How can a referendum possibly 'go wrong', provided the pro's and con's of something are explained to the electorate fairly and in an even handed manner? Not that they ever are of course, it will be hysterical unfounded gibberish from both sides and referendums are usually rigged anyway.

It's like asking somebody what they'd like to drink/where they'd like to go on holiday/what their favourite colour is, and then when they reply, following up with "Are you sure?" or even worse, telling them "No you don't."

"BBC uncovers 'aggressive' tax avoidance scheme"

From the BBC:

Anderson Group, one of the recruitment industry's most high-profile companies, is promoting an "aggressive" tax avoidance scheme which experts are calling "abusive".

The scheme was once expelled from school for stealing lunch money off younger children, has since been found guilty of a string of petty thefts and is currently trying to mug the government's Employment Allowance.

The scheme has cornered the Treasury in a dark alley and is demanding tens of millions of pounds of National Insurance refunds.

Anderson Group says that all of its services are fully compliant with UK tax laws.
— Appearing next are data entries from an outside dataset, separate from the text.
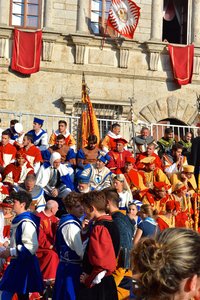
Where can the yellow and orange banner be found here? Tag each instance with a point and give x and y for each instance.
(89, 123)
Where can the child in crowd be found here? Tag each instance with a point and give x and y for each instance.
(102, 250)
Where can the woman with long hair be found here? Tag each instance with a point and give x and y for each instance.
(167, 267)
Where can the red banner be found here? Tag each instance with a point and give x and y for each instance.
(182, 63)
(26, 51)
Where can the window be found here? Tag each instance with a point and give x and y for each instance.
(175, 21)
(26, 13)
(99, 16)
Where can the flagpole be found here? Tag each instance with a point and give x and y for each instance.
(132, 101)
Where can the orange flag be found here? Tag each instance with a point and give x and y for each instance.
(89, 123)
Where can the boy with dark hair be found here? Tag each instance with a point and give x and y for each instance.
(7, 151)
(23, 275)
(70, 249)
(122, 274)
(102, 250)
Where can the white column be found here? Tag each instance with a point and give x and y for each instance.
(4, 12)
(156, 20)
(83, 16)
(195, 21)
(48, 14)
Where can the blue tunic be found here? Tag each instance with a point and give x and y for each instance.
(69, 269)
(23, 274)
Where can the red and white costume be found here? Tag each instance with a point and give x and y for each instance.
(118, 159)
(69, 140)
(16, 174)
(109, 142)
(47, 256)
(33, 155)
(7, 154)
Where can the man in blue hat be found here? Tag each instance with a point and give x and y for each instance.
(100, 176)
(40, 137)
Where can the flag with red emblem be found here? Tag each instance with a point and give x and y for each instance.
(123, 17)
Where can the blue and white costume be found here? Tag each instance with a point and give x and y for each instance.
(40, 139)
(59, 178)
(70, 251)
(23, 274)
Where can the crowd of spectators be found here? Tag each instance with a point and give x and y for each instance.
(94, 205)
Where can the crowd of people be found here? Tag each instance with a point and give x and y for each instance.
(82, 223)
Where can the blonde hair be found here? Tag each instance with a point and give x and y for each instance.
(162, 263)
(147, 210)
(121, 178)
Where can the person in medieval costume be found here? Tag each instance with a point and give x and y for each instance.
(22, 275)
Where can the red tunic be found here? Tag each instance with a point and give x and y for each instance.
(33, 154)
(47, 256)
(140, 156)
(16, 173)
(118, 159)
(101, 252)
(7, 154)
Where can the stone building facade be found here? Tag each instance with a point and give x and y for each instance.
(116, 72)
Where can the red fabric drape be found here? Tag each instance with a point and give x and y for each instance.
(26, 51)
(182, 63)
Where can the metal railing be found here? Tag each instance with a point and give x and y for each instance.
(51, 124)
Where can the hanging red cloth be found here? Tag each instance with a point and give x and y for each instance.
(182, 63)
(26, 51)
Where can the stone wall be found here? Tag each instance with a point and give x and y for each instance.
(138, 68)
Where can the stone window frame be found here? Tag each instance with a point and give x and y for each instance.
(102, 14)
(25, 16)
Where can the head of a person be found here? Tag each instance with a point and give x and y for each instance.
(27, 139)
(160, 189)
(94, 203)
(13, 122)
(21, 200)
(129, 164)
(120, 144)
(168, 267)
(92, 141)
(62, 126)
(149, 163)
(150, 149)
(102, 159)
(73, 204)
(168, 134)
(55, 160)
(83, 184)
(119, 182)
(145, 211)
(21, 158)
(5, 137)
(180, 189)
(51, 206)
(170, 206)
(30, 182)
(37, 124)
(7, 206)
(132, 209)
(145, 132)
(112, 198)
(60, 141)
(116, 128)
(177, 150)
(188, 171)
(188, 136)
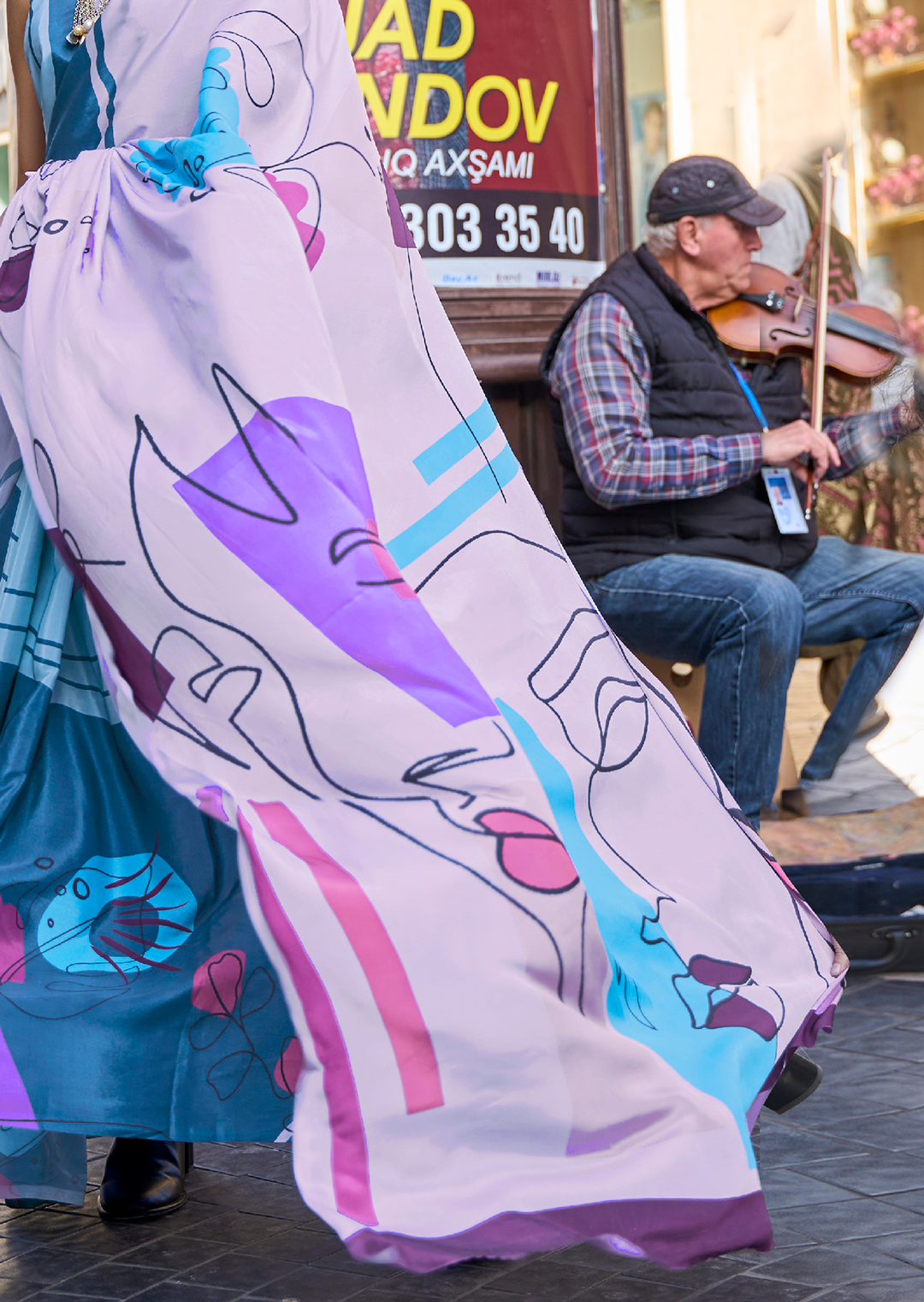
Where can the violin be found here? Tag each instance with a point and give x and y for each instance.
(776, 318)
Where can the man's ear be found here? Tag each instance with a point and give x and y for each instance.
(690, 236)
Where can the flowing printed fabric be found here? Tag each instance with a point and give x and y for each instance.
(134, 994)
(541, 969)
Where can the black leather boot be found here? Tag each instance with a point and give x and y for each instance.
(799, 1079)
(144, 1179)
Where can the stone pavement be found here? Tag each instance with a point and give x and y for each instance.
(844, 1177)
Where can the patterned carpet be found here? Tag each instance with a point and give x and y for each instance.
(848, 836)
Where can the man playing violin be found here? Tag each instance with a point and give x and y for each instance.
(666, 510)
It says it is "totally incorrect" to say that Anderson Group is promoting the scheme and says the product arrived at its offices one day and "made it an offer it couldn't refuse".

When invited to comment, the scheme punched our reporter in the face and left abusive comments on his Facebook page.

We're all going to die.

Leg Iron takes a critical look at one such announcement.

Here's the other:

Fruit snacks 'contain more sugar than sweets'

Great! Then people who skip their 'five-a-day' and eat sweets will stay slim.

Thursday, 28 May 2015

Daily Mail on Top Form

From the Daily Mail

A former general secretary of the Cayman Islands Football Association.

The 58-year-old is an advisor to the CONCACAF president Jeffrey Webb and is a former CIFA general secretary.

The U.S. Department of Justice lists his nationality as United Kingdom and he is understood to have studied at Imperial College in London in 1970s.

He and his wife own a £500,000 home near Turnpike Lane tube station in North London.